KARACHI: Conventional banks lag far behind Islamic banks in lending to the private sector, with conventional banks still in the negative zone at the end of the seventh month of the current fiscal year, FY24.

The latest data from the State Bank of Pakistan, issued on Friday, indicates that conventional banks continue to experience net debt retirement instead of lending to the private sector.

However, Islamic banks and Islamic branches of conventional banks have started lending, albeit at a slower pace, clearly indicating the poor economic activity on the part of the private sector.

The data shows that conventional banks recorded a net withdrawal of Rs7 billion during July to Feb 2, FY24. This is a stark contrast to the previous year’s performance when banks lent almost half a trillion rupees (Rs492.4bn) to the private sector in the same period of the previous fiscal year.

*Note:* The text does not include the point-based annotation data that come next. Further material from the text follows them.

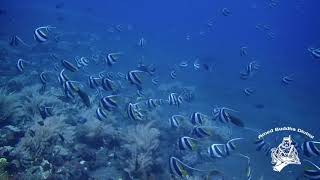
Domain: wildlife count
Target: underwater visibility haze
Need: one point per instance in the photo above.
(148, 90)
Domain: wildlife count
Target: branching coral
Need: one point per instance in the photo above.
(144, 137)
(40, 141)
(9, 106)
(31, 99)
(142, 142)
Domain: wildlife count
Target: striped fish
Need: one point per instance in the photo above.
(16, 40)
(68, 65)
(108, 84)
(21, 65)
(174, 99)
(224, 117)
(81, 62)
(134, 77)
(187, 143)
(40, 33)
(70, 88)
(248, 167)
(173, 74)
(310, 148)
(155, 81)
(62, 78)
(177, 168)
(262, 145)
(133, 113)
(201, 131)
(230, 146)
(313, 172)
(45, 111)
(112, 58)
(216, 150)
(110, 102)
(152, 103)
(221, 114)
(175, 120)
(250, 68)
(101, 114)
(198, 118)
(94, 82)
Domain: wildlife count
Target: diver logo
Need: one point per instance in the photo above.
(284, 154)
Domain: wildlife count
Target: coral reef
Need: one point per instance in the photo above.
(9, 106)
(142, 142)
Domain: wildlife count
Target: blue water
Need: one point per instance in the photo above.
(276, 34)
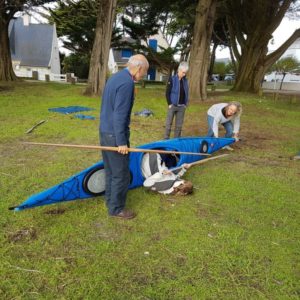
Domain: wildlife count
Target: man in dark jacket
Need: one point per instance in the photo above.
(177, 95)
(117, 102)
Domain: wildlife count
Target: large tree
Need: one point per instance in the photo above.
(8, 8)
(251, 24)
(100, 52)
(200, 50)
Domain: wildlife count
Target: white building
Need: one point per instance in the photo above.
(34, 47)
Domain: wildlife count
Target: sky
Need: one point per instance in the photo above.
(281, 34)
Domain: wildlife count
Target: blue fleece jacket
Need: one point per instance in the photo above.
(117, 102)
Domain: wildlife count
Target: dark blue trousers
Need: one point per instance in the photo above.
(117, 175)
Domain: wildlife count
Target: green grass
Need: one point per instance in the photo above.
(235, 237)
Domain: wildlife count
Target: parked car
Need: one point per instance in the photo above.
(229, 77)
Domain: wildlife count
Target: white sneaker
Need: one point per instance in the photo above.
(227, 148)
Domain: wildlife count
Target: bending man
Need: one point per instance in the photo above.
(227, 114)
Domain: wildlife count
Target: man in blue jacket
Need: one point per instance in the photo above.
(117, 102)
(177, 95)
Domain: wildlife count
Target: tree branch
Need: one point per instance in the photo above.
(272, 57)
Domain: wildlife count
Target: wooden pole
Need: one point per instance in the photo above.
(106, 148)
(199, 162)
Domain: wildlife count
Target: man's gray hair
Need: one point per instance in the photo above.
(138, 61)
(238, 105)
(184, 66)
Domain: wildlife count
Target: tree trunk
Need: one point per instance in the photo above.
(251, 68)
(100, 52)
(199, 57)
(6, 69)
(212, 61)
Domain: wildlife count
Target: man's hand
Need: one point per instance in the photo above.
(167, 172)
(123, 149)
(236, 137)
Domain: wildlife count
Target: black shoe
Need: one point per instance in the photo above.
(125, 214)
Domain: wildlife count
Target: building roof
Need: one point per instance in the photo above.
(31, 44)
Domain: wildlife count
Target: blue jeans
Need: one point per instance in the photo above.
(227, 125)
(178, 113)
(117, 175)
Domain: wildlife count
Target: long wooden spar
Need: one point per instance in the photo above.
(202, 161)
(106, 148)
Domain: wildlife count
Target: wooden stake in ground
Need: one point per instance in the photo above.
(35, 125)
(106, 148)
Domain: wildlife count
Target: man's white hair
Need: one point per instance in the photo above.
(138, 61)
(184, 66)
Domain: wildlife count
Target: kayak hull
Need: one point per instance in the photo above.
(91, 181)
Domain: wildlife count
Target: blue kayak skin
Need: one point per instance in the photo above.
(73, 188)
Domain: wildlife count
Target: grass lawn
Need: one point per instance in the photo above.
(235, 237)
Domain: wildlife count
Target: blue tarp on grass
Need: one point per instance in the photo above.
(70, 109)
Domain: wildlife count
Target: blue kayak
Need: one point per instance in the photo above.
(91, 181)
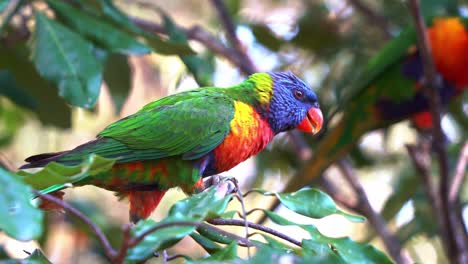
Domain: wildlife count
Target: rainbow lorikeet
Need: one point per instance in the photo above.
(391, 91)
(179, 139)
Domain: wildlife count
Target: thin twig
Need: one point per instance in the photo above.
(198, 34)
(110, 252)
(456, 244)
(236, 222)
(172, 257)
(241, 240)
(6, 21)
(120, 256)
(374, 18)
(391, 242)
(460, 173)
(232, 36)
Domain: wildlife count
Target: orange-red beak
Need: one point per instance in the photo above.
(313, 121)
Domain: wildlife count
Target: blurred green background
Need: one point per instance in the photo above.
(327, 43)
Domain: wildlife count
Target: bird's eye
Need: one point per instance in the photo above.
(298, 94)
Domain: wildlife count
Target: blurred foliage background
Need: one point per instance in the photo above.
(325, 42)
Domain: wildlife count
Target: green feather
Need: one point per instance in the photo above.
(180, 124)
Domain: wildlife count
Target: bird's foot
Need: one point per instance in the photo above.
(227, 184)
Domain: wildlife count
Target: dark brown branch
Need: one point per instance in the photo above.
(456, 245)
(391, 242)
(420, 155)
(240, 197)
(204, 37)
(372, 17)
(235, 222)
(231, 35)
(110, 252)
(460, 172)
(135, 241)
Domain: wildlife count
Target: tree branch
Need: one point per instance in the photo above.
(232, 37)
(391, 242)
(235, 222)
(110, 252)
(372, 17)
(456, 241)
(197, 33)
(460, 173)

Despite the higher lending in the previous year, the economic growth rate was negative in FY23, indicating that no lending to the private sector this year would result in a poorer economic growth rate. The IMF estimates a two per cent GDP growth this year, while the situation appears alarming.

Sluggish investment signals poorer economic growth

The trade and industry are protesting against the regular increase in gas, electricity, and petroleum prices, but the caretaker government seems bound to follow the guidelines from the IMF. The donor agency is demanding the generation of more revenue to meet the targeted fiscal deficit and resolve the ever-increasing circular debt.

Recently, representatives of the largest industrial sector, textiles, announced that 50pc of their industry is facing the threat of closure due to the high cost of production. Along with expensive money and high inflation of more than 28pc, costly production has significantly affected consumption in the country.

The drastic reduction in the purchasing power of the common people has diminished the demand for goods produced by local manufacturers. The Large Scale Manufacturing (LSM) sector shrank by 0.39pc during the first half of the current fiscal year.

Another change in the lending pattern was noted in the case of Islamic branches of conventional banks, as their lending during the first seven months of this year was Rs36bn. This contrasts with the previous year’s track when these Islamic branches noted a net withdrawal of Rs431bn during the seven months of FY23. It shows that even conventional banks feel less risk in the Islamic mode of financing.

The lending by Islamic banks during the first seven months of this fiscal year was Rs68.7bn, compared to Rs427.7bn in the same period of the last fiscal year. This is also a poor response to the market. The private sector is under great stress due to costly money with a 22pc interest rate. Most analysts believe there is no chance for a decline in the interest rate due to high inflation.